On the space station in Samantha Harvey’s novel Orbital, there is a political crisis over who can use the bathrooms. While the astronauts and cosmonauts might share sleeping quarters, they refuse to pee together. Toilet doors have national plaques. Of the six people on-board, this segregation, which is orchestrated by governments on earth, becomes a source of amusement. Shaun, an American, says “I’m going to take a national pee,” while Roman announces, “Guys, I’m going to go and do one for Russia.”
The scene offers comic relief for what is otherwise a sober meditation on climate catastrophe and existence. Although the novel follows the course of a single day, because we are in space, time is elastic. For the characters, mundane activities are essential for sustaining life. They marvel at objects. “Screwdrivers and spanners and scissors and pencils are drifting here and there about their heads and shoulders, a pair of tweezers breaks loose and sails towards the air vents.”
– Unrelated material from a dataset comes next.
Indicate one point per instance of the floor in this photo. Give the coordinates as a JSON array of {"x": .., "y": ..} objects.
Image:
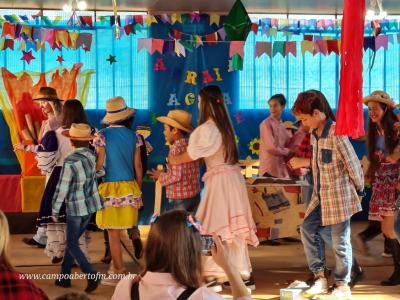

The inner lives of the characters are less important than what they see. Their view of earth is so novel, and spectacular, that the routine of the sunrise, the glimpse of the Antarctic, and the great blue of the Pacific Ocean dwarfs the need for reflection. Over and over, they seem to say, simply, look at this.
One analogue for the novel is not literary, but cinematic. It has the tenor of Terrence Malick’s late work, The Tree of Life and To the Wonder, where a collage of imagery scuppers any need for plot. On encountering an image, say, of “star-scudded clouds”, another image arrives of “clouds rippling in tides”. There are many, many images of clouds. The way they shift, blur, break. The way they obscure a full view of the earth. Harvey appears drawn to them as clear markers of the climate. “It’s not so much that the earth is one thing and the weather another, but that they’re the same.”
Just as in Harvey’s earlier novels, she is interested in particular modes of attention. How do we see the natural world? What is the cost of our view? Whether we choose to nurture the earth or let it fail, we must know it bears witness to our choice. Orbital is not only a timely meditation but an essential one. Her best novel to date.